Fig 1: Problem analysis over fishbone diagram


2. Problem Identification

Once you have a certain level of analysis, it’s time to start narrowing down the analyzed space and identify the root cause of the problem. To begin with, you might want to tweak the diagram to re-order the identified cases by following ‘close to far’ principle. The closer the reason is to the ‘what’ the more likely it is the case. And this you can do based on your gut feeling, past experience or all sorts of other exposures that you may have. It may be wrong, but then it’s fine. It will be right the next time, if not this time, you have to start somewhere.

Problem identification is an iterative activity and generally continues from few hours to few days depending upon the scenario you are trying to troubleshoot. For this very reason, you need a snapshot view handy of where you are in your identification process at all times. Color coding identified reasons in the fishbone diagram itself, is the cleanest non-intrusive way to capture this snapshot view as you dig deeper in each of the listed Why. The following could be five status and colors you can use:

  • Blue: Case is to be checked.
  • Yellow: Identification is in progress.
  • Green: Case evaluated and not found to be the reason. It is clean.
  • Red: Case found to be true and fix is applied.
  • Purple: Case found to be true, but actually not impacting this very problem and therefore deferred for further investigation later.
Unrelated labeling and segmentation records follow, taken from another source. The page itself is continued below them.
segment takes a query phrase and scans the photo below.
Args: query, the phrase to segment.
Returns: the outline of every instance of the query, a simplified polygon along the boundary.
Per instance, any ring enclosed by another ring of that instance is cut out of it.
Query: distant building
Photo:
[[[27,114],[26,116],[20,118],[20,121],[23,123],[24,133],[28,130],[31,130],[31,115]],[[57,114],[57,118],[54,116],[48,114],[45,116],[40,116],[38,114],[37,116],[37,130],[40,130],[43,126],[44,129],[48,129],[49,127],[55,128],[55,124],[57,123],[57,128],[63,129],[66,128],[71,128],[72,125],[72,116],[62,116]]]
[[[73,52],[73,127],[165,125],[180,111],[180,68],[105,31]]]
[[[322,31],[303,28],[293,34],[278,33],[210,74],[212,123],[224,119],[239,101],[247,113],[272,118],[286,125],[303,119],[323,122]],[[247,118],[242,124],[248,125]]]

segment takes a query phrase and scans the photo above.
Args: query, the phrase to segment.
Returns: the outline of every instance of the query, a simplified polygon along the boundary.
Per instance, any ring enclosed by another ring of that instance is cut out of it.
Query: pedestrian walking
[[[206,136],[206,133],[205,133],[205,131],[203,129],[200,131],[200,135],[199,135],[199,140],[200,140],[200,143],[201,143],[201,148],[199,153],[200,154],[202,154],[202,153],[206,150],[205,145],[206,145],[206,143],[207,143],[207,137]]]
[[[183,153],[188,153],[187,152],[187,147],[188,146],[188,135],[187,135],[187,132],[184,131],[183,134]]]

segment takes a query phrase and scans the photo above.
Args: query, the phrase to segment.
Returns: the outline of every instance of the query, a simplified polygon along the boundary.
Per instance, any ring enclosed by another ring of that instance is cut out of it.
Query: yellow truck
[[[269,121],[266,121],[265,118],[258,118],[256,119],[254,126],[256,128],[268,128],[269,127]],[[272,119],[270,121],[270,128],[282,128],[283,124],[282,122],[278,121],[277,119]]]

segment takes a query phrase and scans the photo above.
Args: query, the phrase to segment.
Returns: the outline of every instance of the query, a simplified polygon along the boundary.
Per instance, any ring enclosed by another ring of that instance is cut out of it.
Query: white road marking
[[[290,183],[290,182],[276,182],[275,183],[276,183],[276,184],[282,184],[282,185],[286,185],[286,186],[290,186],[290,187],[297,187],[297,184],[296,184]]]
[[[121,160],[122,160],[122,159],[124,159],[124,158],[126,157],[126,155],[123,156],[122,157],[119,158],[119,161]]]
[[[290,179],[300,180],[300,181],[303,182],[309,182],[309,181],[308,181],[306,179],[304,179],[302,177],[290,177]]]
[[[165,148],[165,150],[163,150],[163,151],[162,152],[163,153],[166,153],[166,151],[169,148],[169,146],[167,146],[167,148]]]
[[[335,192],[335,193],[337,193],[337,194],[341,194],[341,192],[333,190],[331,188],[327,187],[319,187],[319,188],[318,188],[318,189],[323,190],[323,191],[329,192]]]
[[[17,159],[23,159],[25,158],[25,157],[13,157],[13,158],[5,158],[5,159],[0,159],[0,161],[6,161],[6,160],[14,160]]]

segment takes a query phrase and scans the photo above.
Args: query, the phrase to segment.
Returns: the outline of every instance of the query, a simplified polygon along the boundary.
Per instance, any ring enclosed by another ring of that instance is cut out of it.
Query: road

Same fishbone diagram with snapshot view will look like following, when updated with status of ongoing identification activities.

Fig 2: Problem analysis over fishbone diagram (with status captured)


3. Problem Rectification

The simplest step is to fix the problem when you know it. You may end up having one or more reasons causing the main problem. Once you have fixed those, the troubleshooting is completed successfully. One or more red nodes in your fishbone diagram depicts this successful status.

For some tricky scenarios, even after few red cases, you still may face the problem and this calls for another cycle of 1, 2 and 3 above. However, this time over the existing fishbone diagram to find more Why in each Where or even identify some new Where cases.